Le «mépris» de l’Etat et le paradoxe des moyens

Mballo Dia Thiam, coordonnateur de la jonction, n’a pas mâché ses mots pour dénoncer le contraste entre les discours de rigueur budgétaire et le train de vie des autorités. «L’Etat veut enterrer le passif social sous prétexte d’une crise financière, alors qu’’il ne consent aucun sacrifice sur son propre train de vie», s’indigne-t-il.

Le syndicaliste pointe du doigt une contradiction flagrante : pendant que le budget du ministère de la Santé subit une baisse de 18%, les parlementaires s’affichent avec des véhicules de luxe dernier cri. Selon lui, cette situation est d’autant plus grave qu’elle prive déjà les populations de plus de 196 heures de soins.

La réforme de l’Action sociale dans le viseur

Un nouveau point de discorde est apparu avec la décision du ministre de l’Enseignement technique de transformer les Centres nationaux de réinsertion sociale (Cnrs) en centres de formation professionnelle. Pour la jonction And Gueusseum-Satsus, cette décision est une erreur stratégique et juridique : violation des conventions. Pour les deux syndicats, cette mesure irait à l’encontre de la Convention des Nations unies relative aux personnes handicapées et de la Convention 159 de l’Oit.
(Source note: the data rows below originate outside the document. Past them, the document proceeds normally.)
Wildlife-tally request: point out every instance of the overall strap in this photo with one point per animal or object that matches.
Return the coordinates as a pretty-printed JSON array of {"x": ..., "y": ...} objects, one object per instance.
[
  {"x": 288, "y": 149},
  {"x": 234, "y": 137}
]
En outre, ils dénoncent une méconnaissance du terrain : les syndicalistes estiment que cela dénature la vocation première de l’Action sociale, ignorant les recommandations des Assises nationales de 2008.

«Sénégal 2050» : un horizon qui s’assombrit

La déception est palpable suite au récent discours du président de la République, Bassirou Diomaye Faye. Alors que les travailleurs attendaient des signaux forts pour un système de santé plus résilient et motivant, le sentiment de désespoir prédomine. Mballo Dia Thiam rappelle que la santé est un pilier fondamental de l’Axe 2 du référentiel «Sénégal Horizon 2050». Or, pour les syndicalistes, ce capital humain ne peut être développé sans : le paiement des arriérés de salaires des contractuels, le respect du Code du travail et du statut de la Fonction publique, la revalorisation des pensions de retraite, jugées «dérisoires», l’extension de la retraite à 65 ans et une meilleure couverture médicale pour les aînés.

Le poids de la «Jonction», un géant du front social

La coalition entre And Gueusseum et le Satsus n’est pas une simple alliance de circonstance, mais un bloc syndical stratégique qui pèse lourdement sur l’appareil sanitaire et social du Sénégal. Ce mégasystème syndical (né de l’alliance entre le Sutsas et le Sudtm) regroupe la majorité des techniciens de santé, des infirmiers, des sages-femmes et du personnel administratif. Sa force réside dans son maillage territorial : des postes de santé ruraux aux grands hôpitaux universitaires de Dakar.

Le Syndicat autonome des travailleurs de la santé et de l’action sociale apporte une dimension plus spécifique à la lutte, notamment sur les questions liées à l’Action sociale (réinsertion, handicap, protection des vulnérables).

Pourquoi cette union inquiète-t-elle l’Etat ? Contrairement à des grèves sectorielles isolées, la «Jonction» a le pouvoir de paralyser l’intégralité de la chaîne de soins. En décrétant une grève sans service minimum, elle bloque non seulement les consultations de routine, mais aussi les programmes de vaccination, les suivis prénataux et la gestion administrative des structures de santé.

En 2026, cette alliance semble changer de paradigme : elle ne se bat plus seulement pour des indemnités, mais s’attaque ouvertement à la gouvernance budgétaire de l’Etat et à la cohérence du projet «Sénégal 2050». Elle se positionne désormais comme un contre-pouvoir capable de contester les choix de prestige (véhicules de luxe) face aux besoins de base (accessibilité aux soins).